By "Ruth Dudley Edwards"
 
 
 

Authorship of ‘Qualifications of an Orangeman.'

I am able to make the interesting revelation that the ‘Qualifications of an Orangeman,' which have received so much praise in recent years, were composed by Colonel William Blacker (who was present at the Battle of the Diamond), and his uncle, Rev George Blacker.

The Latter who died on 1st May, 1910 (born 1764) became vicar of Seagoe in 1796 (the year following the Battle) at (says Colonel Blacker) ‘one of the most critical moments in the history of modern politics, when the reaction caused by the battle of the Diamond was still in a furious vigour and he once decided on taking part which tended to the pacification of the country.

He identified himself with the people by becoming a member of the Orange Institution and thus acquired an influence among them as well as a knowledge which he made use of to keep them within proper bounds, while following those principles of Protestant loyalty which prevented a bloody revolution in Ireland.

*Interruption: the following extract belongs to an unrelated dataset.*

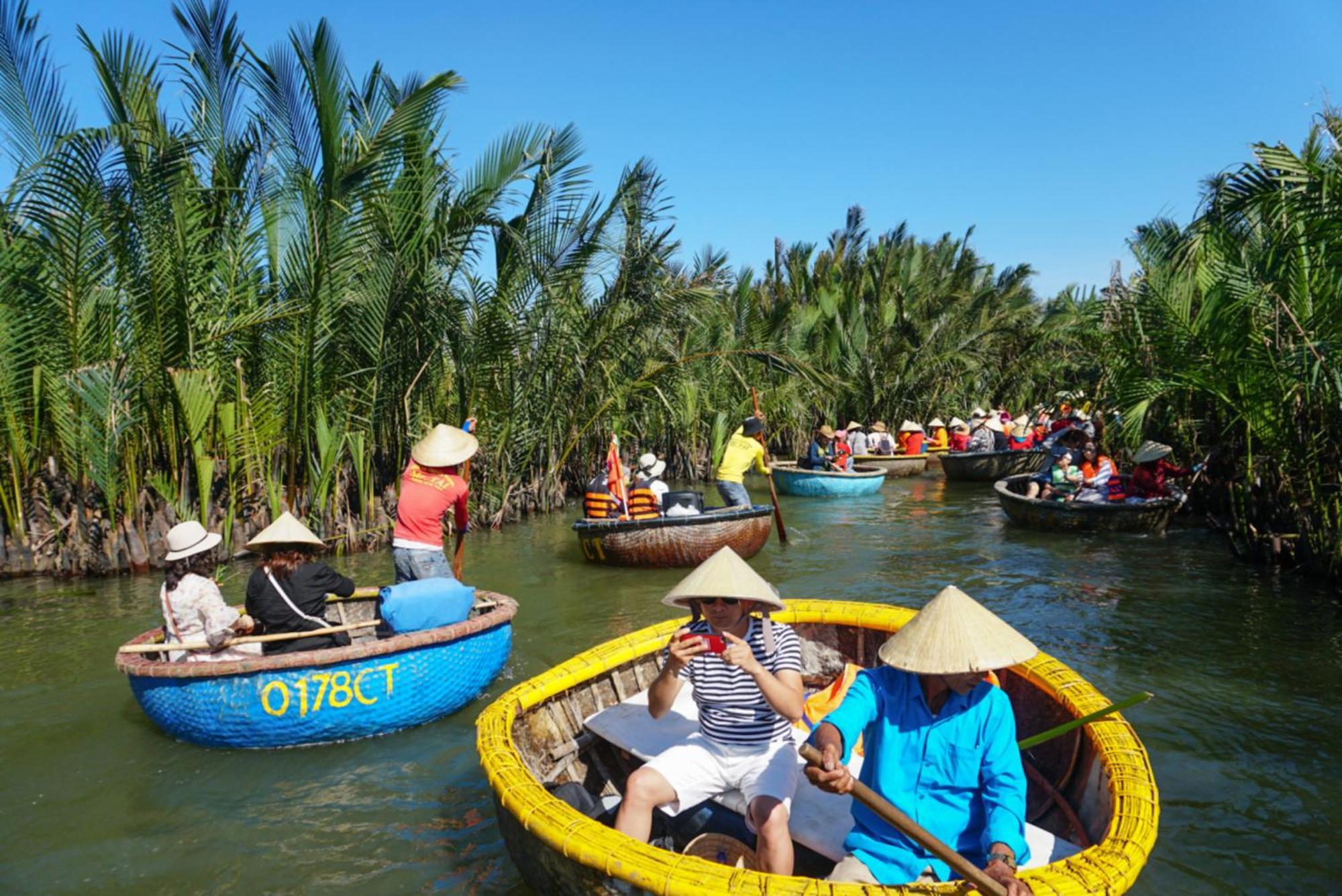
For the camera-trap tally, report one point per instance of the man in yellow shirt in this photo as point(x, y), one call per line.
point(745, 450)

He is a man of active habits and intense zeal, exceedingly charitable…… He was called to the office of County Grand Master, and it could not have been in better hands.'

Colonel Blacker was also responsible for the changes necessitated by the ‘New System' (1816).

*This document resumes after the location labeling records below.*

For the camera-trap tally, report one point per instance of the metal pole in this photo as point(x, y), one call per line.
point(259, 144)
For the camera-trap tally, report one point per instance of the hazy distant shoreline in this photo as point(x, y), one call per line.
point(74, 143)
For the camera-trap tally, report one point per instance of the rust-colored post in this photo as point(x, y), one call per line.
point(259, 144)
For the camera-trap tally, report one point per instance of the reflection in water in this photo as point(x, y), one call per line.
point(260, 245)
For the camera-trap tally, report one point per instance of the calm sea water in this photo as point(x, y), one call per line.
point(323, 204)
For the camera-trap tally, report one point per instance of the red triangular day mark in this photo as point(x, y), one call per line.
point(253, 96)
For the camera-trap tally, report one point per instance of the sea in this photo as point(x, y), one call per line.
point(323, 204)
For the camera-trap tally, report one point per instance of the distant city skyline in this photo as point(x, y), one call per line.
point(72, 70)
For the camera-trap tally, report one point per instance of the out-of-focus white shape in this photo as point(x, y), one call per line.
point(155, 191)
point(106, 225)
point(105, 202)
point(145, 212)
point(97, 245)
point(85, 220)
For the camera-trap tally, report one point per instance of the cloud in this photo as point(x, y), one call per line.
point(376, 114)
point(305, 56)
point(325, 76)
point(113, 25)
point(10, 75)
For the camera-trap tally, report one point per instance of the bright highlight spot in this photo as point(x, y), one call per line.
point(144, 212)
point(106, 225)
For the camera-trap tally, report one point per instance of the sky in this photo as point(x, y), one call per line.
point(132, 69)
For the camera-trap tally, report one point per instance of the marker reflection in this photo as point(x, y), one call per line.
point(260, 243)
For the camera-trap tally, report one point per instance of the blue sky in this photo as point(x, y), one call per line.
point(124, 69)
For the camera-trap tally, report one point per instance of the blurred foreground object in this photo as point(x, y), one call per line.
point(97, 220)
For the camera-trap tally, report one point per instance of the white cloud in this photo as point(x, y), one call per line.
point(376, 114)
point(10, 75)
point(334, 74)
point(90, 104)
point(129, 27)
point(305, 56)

The Qualifications Of An Orangeman

An Orangeman should have sincere love and veneration for his Heavenly Father; a humble and steadfast faith in Jesus Christ, the Saviour of mankind, believing in him as the only mediator between God and man. He should cultivate truth and justice, brotherly kindness and charity, devotion and piety, concord and unity, and obedience to the laws; his deportment should seek the society of the virtuous, and avoid that of the evil; he should honour and diligently study the Holy Scriptures, and make them the rule of his faith and practice; he should love, uphold and defend the Protestant religion, and sincerely desire and endeavour to propagate its doctrines and precepts; he should strenuously oppose the fatal errors and doctrines of the Church of Rome, and scrupulously avoid countenancing (by his presence or otherwise) any act or ceremony of Popish worship, he should by all lawful means, resist the ascendency of that Church, its encroachments, and the extension of its power, ever abstaining from all uncharitable words, actions or sentiments, towards his Roman Catholic brethren; he should remember to keep holy the Sabbath Day and attend the public worship of God, and diligently train up his offspring, and all under his control, in the fear of God, and in the Protestant faith; he should never take the name of God in vain, but abstain from all cursing and profane language, and use every opportunity of discouraging these, and all other sinful practices, in others; his conduct should be guided by wisdom and prudence, and marked by honesty, temperance and sobriety; the glory of God and the welfare of man, the honour of his Sovereign, and the good of his country, should be the motive of his actions.